Slashdot Mirror


Strained Silicon Chips From Intel

Quirk writes "NewScientist is reporting... "Intel has taken the wraps off a secret technique it is using'Strained silicon' chips to increase the speed of its Pentium and Centrino chips. The technique boosts the rate at which transistors switch, without having to make them smaller.""

3 of 126 comments (clear)

  1. Re:Since when is Strained Silicon Secret? by Dreadlord · · Score: 5, Informative

    true, I was going to post something similar, here is the link to IBM's research about Strained Silicon.
    I first thought it was the submitter's mistake, but actually the story is taked off the article.
    Maybe someone can shed some light here.

    --
    The IT section color scheme sucks.
  2. Re:Mechanical Stress by mercuryresearch · · Score: 4, Informative

    I spoke with Intel about this in the spring.

    Apparently the strained silicon technology came about due to research related to mechanical stress problems they were encountering across the entire chip -- so it already was an issue. Their research solved the mechanical stress problem, and they later realized by intentionally localizing the effect they could basically place the strain at individual transistors to improve performance.

    Because the effect is localized and controlled it's no longer an issue of concern, AFAIK.

    Heat sinks, etc, shouldn't alter the strain at the transistor level. Remember, we are talking about this at the atomic level, so any macro-level strain like a heat sink would have to be pretty substantial to work its way down into the crystal lattice structure to the point of affecting performance. (Sort of humorous if it did, though, as it would imply microprocessors would go faster if you squeezed them. In reality Intel is actually stretching the size of the normal silicon lattice structure, so heat sink stress (compression) would actually be working against you, but it's also occuring in the wrong axis (the lattice stretching is 2D X-Y, not Z-axis.)

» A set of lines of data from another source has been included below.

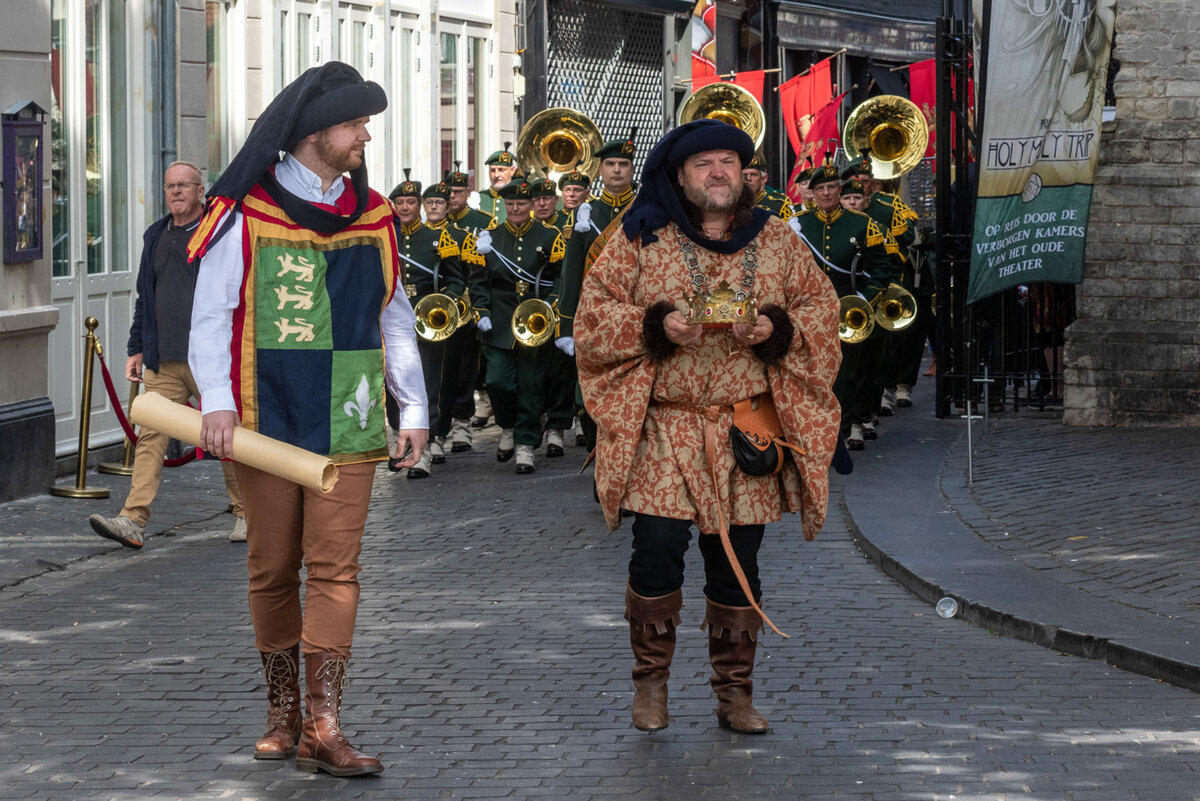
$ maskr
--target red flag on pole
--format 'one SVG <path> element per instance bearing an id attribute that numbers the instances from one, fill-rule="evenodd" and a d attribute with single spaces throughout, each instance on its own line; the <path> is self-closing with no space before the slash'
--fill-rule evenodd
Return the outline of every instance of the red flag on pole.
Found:
<path id="1" fill-rule="evenodd" d="M 754 98 L 762 104 L 762 83 L 766 78 L 766 73 L 762 70 L 750 70 L 749 72 L 738 72 L 733 76 L 733 83 L 742 89 L 746 90 Z"/>
<path id="2" fill-rule="evenodd" d="M 785 82 L 779 88 L 779 104 L 784 113 L 787 138 L 797 155 L 804 149 L 814 115 L 833 97 L 829 82 L 829 59 L 818 61 L 803 76 Z"/>
<path id="3" fill-rule="evenodd" d="M 937 60 L 926 59 L 917 64 L 908 65 L 908 98 L 925 115 L 925 125 L 929 126 L 929 147 L 925 149 L 925 157 L 934 155 L 934 145 L 937 140 Z"/>
<path id="4" fill-rule="evenodd" d="M 841 143 L 841 132 L 838 130 L 838 112 L 841 110 L 841 100 L 848 94 L 838 95 L 812 115 L 812 125 L 809 127 L 809 135 L 805 137 L 800 151 L 810 164 L 816 165 L 824 162 L 826 153 L 832 155 L 833 150 L 836 150 Z"/>

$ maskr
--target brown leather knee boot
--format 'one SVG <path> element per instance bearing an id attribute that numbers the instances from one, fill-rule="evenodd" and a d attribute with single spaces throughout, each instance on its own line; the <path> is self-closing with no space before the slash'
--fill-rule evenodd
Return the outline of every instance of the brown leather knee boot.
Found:
<path id="1" fill-rule="evenodd" d="M 382 773 L 383 765 L 349 743 L 342 734 L 338 713 L 346 686 L 347 657 L 336 654 L 305 654 L 305 718 L 296 748 L 296 770 L 330 776 Z"/>
<path id="2" fill-rule="evenodd" d="M 716 722 L 743 734 L 763 734 L 767 718 L 754 707 L 754 657 L 762 618 L 752 607 L 726 607 L 706 598 L 702 628 L 708 630 Z"/>
<path id="3" fill-rule="evenodd" d="M 300 739 L 300 646 L 259 655 L 266 677 L 266 734 L 254 743 L 254 759 L 289 759 Z"/>
<path id="4" fill-rule="evenodd" d="M 670 722 L 667 677 L 682 607 L 682 590 L 646 598 L 625 588 L 625 620 L 634 646 L 634 725 L 642 731 L 665 729 Z"/>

  3. Several technologies... by NerveGas · · Score: 4, Informative

    There are several new technologies that either are speeding up chips, or will speed up chips, and the best part is that they'll all work together.

    For some time, SOI (silicon-on-insulator) has been helping chip manufacturers squeeze out extra performance. And the straining of the silicon lattice (strained silicon) helps as well. And you can combine them into SSOI, strained-silicon-on-insulator.

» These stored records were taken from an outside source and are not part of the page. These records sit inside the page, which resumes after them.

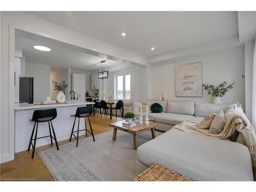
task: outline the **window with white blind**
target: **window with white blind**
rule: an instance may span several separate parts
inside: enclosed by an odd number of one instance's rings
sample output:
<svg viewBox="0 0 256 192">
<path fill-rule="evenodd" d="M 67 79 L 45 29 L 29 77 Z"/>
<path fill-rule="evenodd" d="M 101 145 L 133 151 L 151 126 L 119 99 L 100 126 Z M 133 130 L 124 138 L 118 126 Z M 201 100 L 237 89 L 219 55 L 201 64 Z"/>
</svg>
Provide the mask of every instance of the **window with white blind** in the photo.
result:
<svg viewBox="0 0 256 192">
<path fill-rule="evenodd" d="M 131 74 L 116 76 L 115 99 L 131 99 Z"/>
</svg>

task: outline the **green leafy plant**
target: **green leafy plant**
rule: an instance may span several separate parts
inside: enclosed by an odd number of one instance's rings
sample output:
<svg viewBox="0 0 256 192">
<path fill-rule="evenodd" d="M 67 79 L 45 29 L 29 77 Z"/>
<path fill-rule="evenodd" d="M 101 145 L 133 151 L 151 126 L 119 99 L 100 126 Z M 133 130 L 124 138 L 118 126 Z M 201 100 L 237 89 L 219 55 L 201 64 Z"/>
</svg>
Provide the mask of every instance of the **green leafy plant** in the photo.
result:
<svg viewBox="0 0 256 192">
<path fill-rule="evenodd" d="M 134 117 L 135 117 L 135 115 L 134 115 L 133 113 L 127 112 L 125 113 L 125 114 L 123 116 L 123 117 L 124 117 L 125 119 L 133 119 Z"/>
<path fill-rule="evenodd" d="M 227 86 L 227 83 L 224 81 L 216 87 L 208 84 L 203 84 L 203 86 L 208 94 L 211 95 L 213 97 L 223 97 L 226 92 L 233 89 L 234 82 Z"/>
<path fill-rule="evenodd" d="M 54 86 L 54 88 L 53 89 L 54 90 L 57 91 L 63 91 L 64 89 L 66 89 L 68 87 L 68 84 L 66 84 L 64 86 L 62 86 L 60 83 L 57 82 L 52 82 L 53 83 Z"/>
</svg>

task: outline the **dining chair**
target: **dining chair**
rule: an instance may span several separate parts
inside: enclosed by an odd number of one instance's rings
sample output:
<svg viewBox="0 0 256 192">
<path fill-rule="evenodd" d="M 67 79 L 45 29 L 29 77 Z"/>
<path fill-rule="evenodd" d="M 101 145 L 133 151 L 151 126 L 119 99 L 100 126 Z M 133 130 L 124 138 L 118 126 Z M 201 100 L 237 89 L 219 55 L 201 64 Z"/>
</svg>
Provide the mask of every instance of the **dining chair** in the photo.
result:
<svg viewBox="0 0 256 192">
<path fill-rule="evenodd" d="M 108 115 L 109 114 L 109 110 L 110 109 L 110 108 L 108 106 L 106 101 L 103 100 L 101 100 L 101 101 L 100 101 L 100 103 L 101 104 L 101 109 L 102 109 L 102 112 L 101 112 L 101 116 L 100 117 L 102 117 L 102 114 L 104 114 L 104 115 L 106 116 L 106 119 Z"/>
<path fill-rule="evenodd" d="M 121 116 L 122 117 L 123 115 L 122 114 L 122 111 L 121 109 L 123 107 L 123 101 L 121 100 L 119 100 L 117 101 L 117 103 L 116 104 L 116 106 L 115 108 L 112 108 L 112 110 L 116 110 L 116 119 L 117 119 L 117 110 L 119 110 L 120 112 L 121 113 Z"/>
</svg>

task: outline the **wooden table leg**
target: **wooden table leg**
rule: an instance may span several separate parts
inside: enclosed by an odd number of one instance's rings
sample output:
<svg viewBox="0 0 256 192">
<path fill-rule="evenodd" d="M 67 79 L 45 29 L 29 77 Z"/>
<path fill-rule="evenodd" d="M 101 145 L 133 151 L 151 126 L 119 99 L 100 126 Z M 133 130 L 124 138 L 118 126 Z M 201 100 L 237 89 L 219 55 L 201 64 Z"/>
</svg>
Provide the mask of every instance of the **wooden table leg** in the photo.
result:
<svg viewBox="0 0 256 192">
<path fill-rule="evenodd" d="M 156 138 L 156 133 L 155 132 L 155 128 L 151 129 L 151 134 L 152 134 L 152 138 L 155 139 Z"/>
<path fill-rule="evenodd" d="M 122 106 L 122 117 L 123 117 L 123 106 Z"/>
<path fill-rule="evenodd" d="M 138 136 L 136 134 L 133 135 L 133 145 L 134 149 L 136 150 L 138 147 Z"/>
<path fill-rule="evenodd" d="M 116 138 L 116 132 L 117 130 L 115 128 L 114 128 L 114 132 L 113 132 L 113 140 L 115 141 Z"/>
<path fill-rule="evenodd" d="M 110 104 L 110 120 L 112 119 L 112 104 Z"/>
</svg>

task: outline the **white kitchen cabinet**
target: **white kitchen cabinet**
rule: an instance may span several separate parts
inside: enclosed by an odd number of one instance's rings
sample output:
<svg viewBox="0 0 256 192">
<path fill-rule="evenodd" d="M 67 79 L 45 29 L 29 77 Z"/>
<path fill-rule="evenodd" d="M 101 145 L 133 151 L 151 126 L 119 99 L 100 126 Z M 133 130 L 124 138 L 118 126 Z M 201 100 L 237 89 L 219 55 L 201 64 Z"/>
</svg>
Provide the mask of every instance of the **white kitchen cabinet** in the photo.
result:
<svg viewBox="0 0 256 192">
<path fill-rule="evenodd" d="M 86 99 L 86 75 L 77 73 L 71 74 L 71 90 L 77 95 L 75 94 L 75 97 L 78 96 L 78 100 L 84 101 Z"/>
<path fill-rule="evenodd" d="M 98 74 L 92 74 L 91 77 L 91 89 L 99 89 L 99 79 Z"/>
</svg>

    Well, there's also one other technology that's been developed, called "fully depleted silicon". And guess what - it should/will be possible to make fully-depleted, strained silicon-on-insulator chips. (FDSSOI?)

    Between moving to 90 nm, then 65nm, and then further, as well as integrating high-K dialectrics and fully-depleted, strained silicon-on-insulator manufacturing technologies, we've still got a lot of headroom to keep cranking out faster and faster processors. Moore's law has still got a long time to live. And that's even if we don't make any new breakthroughs, but my guess is that the chip makers will continue to pull aces out of their sleeves, so to speak.

    steve

    --
    Oh, you're not stuck, you're just unable to let go of the onion rings.